Thats what I was thinking too!
Where is this index finger study?
You're thinking incorrectly.
Concerning your question about the index finger study - In my post #10 in this thread the link I provided talks about it (amongst other correlations). The study I had in mind though is below. I don't know if it is the same one referenced in the link in my post #10, or an additional one. I don't have time at the moment to check:
Length of Penis, Index Finger Correlated in Healthy Young Men
Laurie Barclay, MD
Oct. 3, 2002 — Men are often concerned about the adequacy of their external genitalia. To determine a basis on which to advise patients, investigators measured penile length and testicular volume in healthy young males and compared them with other body measures, as reported in the September issue of Urology.
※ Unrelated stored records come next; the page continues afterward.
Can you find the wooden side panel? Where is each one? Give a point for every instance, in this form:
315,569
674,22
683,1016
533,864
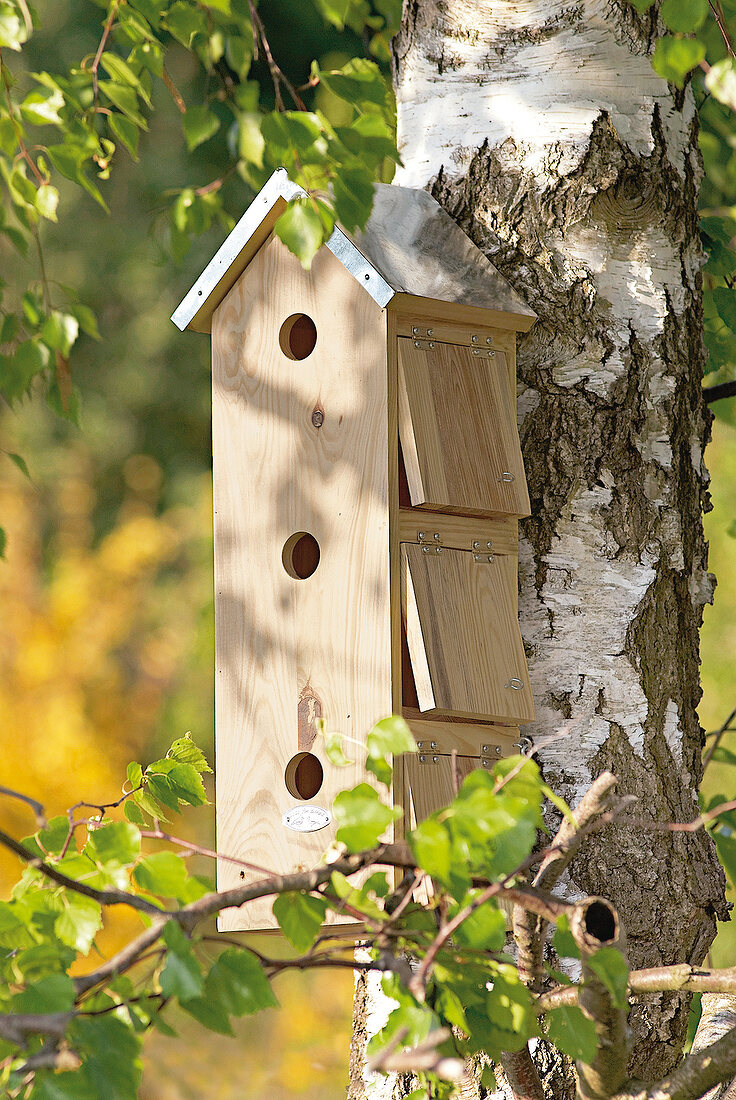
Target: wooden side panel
460,532
463,635
431,784
299,446
458,430
467,738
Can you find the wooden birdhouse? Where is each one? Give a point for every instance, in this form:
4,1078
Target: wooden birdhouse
368,484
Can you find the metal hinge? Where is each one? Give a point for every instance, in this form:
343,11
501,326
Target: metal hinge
490,754
482,551
430,545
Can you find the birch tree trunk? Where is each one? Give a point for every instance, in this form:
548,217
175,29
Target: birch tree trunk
542,130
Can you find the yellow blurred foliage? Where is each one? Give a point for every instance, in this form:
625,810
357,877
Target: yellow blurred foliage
90,641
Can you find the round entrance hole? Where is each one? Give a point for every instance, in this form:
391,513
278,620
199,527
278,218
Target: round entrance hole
297,336
300,554
304,776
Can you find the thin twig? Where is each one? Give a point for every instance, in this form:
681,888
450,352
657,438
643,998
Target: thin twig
106,34
720,18
198,850
726,727
35,806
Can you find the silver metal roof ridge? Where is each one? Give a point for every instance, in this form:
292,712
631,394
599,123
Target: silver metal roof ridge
409,245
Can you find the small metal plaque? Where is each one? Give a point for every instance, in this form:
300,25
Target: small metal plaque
307,818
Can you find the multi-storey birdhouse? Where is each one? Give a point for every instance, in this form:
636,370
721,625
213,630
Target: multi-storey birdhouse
368,484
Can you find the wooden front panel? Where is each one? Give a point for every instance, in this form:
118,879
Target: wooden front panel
300,446
458,430
463,636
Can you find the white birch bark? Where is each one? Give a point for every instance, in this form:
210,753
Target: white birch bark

"The lack of standardized metric data and the absence of widely acceptable criteria on the proper size of the external genitalia poses major difficulties in the counseling and/or treatment of young adult men with worries of sexual inadequacy," write Evangelos Spyropoulos, MD, PhD, and colleagues from the Naval and Veterans Hospital of Athens, Greece.
Somatometric parameters measured in physically normal men younger than age 40 years included tape measurements of penile dimensions in the flaccid-stretched state (total, shaft, glanular lengths), penile shaft volume calculation, and ultrasonographic testicular volume estimation. These values were tested for correlation with age, height, weight, body mass index, waist/hip ratio, and index finger length.
Mean testicular volume was 16.9 ± 4.7 cm3; total penile length, 12.18 ± 1.7 cm; penile shaft length, 7.76 ± 1.3 cm; glanular length, 4.4 ± 0.4 cm; and penile shaft volume, 46.5 ± 17.2 cm3. Although total, shaft, and glanular penile length were significantly correlated to index finger length (
P<.05) and to penile shaft volume (
P<.001), the authors recommend larger-scale studies involving more subjects to confirm this trend.
"The proposed mathematical formula...presumably could become a useful tool in the field of clinical evaluation of erectile dysfunction," the authors write. "Age and somatometric parameters were not associated with the size of the genitalia, excluding the index finger length, which correlated significantly with the dimensions of the flaccid, maximally stretched, penis."